> On Monday, 09/22/2008 at 02:10 EDT, gah <[EMAIL PROTECTED]> wrote:
> > In text mode (also called ASCII mode) the form on the TCP
> > stream is CRLF terminated.  It is the responsibility of
> > both client and server to convert from native text form
> > to that form.

Correct.
(Haven't read the RFC for a while,
but this is not something they would likely have taken out.)
Internet "plain text" is ASCII (or a superset thereof) with CR/LF.

On Mon, 22 Sep 2008, Alan Altmark wrote:
> I'm not sure what you're getting at, Glen, but it has been alleged that
> some systems do NOT convert LF to CRLF on ASCII/TEXT mode transmissions.
> Looking at Debian's ftp client and vsftpd, it would appear they do the
> right thing, but it would be great if a few folks would try various
> clients and servers and confirm the behavior.


Correct.
Some servers (clients too?) do in fact NOT behave well in this regard.

> The z/VM FTP client and server both look for CRLF to delimit the records.
> The file format (F or V) is not relevant except that it affects the
> maximum length of a record in a text transmission.

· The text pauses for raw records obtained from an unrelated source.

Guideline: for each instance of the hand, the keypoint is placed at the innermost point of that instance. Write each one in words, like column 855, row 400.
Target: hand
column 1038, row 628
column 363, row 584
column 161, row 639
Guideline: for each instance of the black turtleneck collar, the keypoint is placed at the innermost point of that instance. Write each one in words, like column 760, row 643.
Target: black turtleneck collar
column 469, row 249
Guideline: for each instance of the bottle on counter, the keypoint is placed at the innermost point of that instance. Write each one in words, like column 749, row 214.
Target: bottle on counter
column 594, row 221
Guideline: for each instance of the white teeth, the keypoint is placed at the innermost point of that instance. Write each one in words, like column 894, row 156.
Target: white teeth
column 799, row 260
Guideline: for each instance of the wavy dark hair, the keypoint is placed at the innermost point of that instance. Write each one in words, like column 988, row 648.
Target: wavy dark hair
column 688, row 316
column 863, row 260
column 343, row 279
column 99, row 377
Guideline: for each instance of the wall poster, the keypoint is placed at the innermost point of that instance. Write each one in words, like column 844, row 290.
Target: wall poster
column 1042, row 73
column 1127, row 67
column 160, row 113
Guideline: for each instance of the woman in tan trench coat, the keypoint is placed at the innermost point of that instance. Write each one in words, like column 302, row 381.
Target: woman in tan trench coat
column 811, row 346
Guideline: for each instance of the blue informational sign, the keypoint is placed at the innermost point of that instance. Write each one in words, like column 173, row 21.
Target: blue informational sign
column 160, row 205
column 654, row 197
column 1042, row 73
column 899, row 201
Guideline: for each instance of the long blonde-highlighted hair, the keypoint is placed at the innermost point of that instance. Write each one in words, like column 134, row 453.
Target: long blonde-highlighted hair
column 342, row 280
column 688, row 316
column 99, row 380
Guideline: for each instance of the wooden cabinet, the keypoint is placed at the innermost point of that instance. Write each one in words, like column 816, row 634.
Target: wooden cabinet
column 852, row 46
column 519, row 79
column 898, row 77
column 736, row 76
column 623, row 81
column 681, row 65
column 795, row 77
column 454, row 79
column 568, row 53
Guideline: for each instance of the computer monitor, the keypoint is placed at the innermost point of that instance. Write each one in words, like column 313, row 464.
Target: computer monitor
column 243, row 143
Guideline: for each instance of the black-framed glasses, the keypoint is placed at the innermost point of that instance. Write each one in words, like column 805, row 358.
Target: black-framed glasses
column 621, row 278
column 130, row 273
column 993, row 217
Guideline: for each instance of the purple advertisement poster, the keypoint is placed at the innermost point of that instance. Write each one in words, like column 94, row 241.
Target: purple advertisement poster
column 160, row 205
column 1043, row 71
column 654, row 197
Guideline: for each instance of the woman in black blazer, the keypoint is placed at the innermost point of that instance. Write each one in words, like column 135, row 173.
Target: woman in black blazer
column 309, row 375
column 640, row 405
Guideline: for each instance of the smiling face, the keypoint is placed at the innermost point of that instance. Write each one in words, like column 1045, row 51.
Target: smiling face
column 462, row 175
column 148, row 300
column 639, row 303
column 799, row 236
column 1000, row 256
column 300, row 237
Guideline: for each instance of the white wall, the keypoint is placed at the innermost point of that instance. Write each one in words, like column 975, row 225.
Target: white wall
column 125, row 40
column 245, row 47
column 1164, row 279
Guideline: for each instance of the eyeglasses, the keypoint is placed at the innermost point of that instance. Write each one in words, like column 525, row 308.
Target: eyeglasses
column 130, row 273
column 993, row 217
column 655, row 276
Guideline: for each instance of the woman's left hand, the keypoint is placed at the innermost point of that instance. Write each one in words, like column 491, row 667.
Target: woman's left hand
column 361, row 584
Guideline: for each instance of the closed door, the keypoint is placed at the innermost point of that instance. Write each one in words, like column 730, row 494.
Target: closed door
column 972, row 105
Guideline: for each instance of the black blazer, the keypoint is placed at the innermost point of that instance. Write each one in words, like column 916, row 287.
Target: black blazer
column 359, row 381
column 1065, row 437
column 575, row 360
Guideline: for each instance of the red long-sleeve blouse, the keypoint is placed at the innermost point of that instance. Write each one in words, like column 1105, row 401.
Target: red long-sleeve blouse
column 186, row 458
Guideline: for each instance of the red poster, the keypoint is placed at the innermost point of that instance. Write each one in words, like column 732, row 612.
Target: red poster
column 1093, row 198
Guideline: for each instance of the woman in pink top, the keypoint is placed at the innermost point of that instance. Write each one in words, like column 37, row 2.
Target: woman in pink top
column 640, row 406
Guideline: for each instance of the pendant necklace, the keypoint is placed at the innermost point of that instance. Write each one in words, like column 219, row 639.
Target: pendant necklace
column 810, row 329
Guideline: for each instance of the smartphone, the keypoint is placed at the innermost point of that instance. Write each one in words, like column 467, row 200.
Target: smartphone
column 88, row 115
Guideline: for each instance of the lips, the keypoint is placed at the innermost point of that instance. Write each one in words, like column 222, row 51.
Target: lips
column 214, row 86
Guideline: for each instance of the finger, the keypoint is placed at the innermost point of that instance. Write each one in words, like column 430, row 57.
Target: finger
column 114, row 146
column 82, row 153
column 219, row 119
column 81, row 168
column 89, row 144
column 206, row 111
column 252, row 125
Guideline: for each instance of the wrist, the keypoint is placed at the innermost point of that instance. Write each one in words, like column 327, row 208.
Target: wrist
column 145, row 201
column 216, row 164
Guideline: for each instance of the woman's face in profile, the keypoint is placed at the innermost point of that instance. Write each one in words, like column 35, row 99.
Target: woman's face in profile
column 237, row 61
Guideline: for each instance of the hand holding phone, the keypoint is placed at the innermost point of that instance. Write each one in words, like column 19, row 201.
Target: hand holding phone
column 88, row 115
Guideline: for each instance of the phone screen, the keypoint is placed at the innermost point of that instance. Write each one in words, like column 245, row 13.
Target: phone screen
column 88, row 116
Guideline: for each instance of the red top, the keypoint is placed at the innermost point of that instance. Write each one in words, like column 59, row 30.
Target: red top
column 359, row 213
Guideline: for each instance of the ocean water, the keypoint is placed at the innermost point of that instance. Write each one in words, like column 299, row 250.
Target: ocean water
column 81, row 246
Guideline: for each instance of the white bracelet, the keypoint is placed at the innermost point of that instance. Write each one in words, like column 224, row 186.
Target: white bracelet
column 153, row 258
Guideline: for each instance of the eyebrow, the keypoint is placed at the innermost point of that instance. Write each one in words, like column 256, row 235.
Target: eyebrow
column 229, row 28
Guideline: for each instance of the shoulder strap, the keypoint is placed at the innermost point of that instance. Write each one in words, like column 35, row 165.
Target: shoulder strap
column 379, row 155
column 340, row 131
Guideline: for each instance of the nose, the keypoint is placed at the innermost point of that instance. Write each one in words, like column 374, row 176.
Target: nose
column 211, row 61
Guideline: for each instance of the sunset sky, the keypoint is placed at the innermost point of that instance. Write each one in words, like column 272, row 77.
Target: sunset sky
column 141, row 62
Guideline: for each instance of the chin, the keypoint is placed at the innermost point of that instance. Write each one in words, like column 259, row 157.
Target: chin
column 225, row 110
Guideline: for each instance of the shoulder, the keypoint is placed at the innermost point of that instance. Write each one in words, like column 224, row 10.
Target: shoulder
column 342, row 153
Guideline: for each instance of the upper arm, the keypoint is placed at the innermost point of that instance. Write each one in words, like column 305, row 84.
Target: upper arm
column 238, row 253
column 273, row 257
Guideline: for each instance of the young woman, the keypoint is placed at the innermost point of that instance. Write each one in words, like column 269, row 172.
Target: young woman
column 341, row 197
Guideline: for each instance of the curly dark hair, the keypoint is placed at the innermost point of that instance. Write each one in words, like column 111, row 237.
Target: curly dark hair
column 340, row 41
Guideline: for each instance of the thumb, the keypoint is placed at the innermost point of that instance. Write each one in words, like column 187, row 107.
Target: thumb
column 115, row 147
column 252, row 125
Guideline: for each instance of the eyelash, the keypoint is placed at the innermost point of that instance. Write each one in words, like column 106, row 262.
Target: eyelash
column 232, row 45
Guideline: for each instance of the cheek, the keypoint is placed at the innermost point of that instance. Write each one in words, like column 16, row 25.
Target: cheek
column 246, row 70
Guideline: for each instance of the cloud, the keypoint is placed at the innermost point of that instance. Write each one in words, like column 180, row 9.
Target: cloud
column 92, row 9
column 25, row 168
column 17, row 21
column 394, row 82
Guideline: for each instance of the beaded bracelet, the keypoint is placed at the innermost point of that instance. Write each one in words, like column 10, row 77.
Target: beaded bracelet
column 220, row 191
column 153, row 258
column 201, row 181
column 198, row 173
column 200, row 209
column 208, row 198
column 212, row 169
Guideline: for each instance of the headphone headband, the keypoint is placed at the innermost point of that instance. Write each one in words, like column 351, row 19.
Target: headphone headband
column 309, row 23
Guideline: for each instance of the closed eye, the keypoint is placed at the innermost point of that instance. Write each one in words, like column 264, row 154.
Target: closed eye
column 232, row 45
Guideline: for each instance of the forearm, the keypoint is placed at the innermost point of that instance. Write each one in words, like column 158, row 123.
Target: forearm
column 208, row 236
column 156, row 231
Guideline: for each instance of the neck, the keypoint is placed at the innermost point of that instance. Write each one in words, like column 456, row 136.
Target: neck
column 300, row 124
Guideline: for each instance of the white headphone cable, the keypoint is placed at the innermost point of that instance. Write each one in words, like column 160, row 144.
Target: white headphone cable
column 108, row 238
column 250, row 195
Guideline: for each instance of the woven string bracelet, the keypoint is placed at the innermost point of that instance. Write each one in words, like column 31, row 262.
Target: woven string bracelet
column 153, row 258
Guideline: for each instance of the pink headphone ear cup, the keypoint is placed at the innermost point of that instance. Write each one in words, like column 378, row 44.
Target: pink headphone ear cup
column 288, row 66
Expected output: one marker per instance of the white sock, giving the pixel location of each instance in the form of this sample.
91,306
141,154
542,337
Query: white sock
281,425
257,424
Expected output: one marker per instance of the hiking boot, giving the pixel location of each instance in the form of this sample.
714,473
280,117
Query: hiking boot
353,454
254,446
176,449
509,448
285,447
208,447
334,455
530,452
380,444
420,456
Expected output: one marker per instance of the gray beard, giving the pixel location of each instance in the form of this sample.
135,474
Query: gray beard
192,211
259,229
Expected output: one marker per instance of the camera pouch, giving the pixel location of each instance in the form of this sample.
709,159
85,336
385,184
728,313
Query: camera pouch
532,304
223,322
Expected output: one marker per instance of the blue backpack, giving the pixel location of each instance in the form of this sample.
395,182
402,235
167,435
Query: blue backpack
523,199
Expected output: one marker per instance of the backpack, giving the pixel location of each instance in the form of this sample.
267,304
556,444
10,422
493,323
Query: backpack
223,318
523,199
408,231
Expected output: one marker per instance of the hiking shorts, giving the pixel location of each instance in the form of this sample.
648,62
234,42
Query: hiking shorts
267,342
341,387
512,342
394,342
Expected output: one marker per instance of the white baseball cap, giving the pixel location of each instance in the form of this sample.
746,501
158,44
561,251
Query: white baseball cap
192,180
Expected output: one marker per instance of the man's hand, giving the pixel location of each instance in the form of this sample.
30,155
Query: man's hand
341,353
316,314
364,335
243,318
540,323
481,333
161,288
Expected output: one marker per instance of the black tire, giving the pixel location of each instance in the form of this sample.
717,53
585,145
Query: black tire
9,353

And this has been VM TCP/IP's behaviour for lo these many years.
There is no bug.

When I find myself writing code to handle "plain text",
I employ the internet rule of being liberal about what you accept
and conservative about what you send.  So I always put CR/LF on the
wire but tolerate lack of CR for "plain text" that I get.  This is
terribly easy in Pipelines where I can split at LF and then discard
any trailing CR.  But if there is no trailing CR, then the pipeline
does not care, and in the end I always get correct plain text.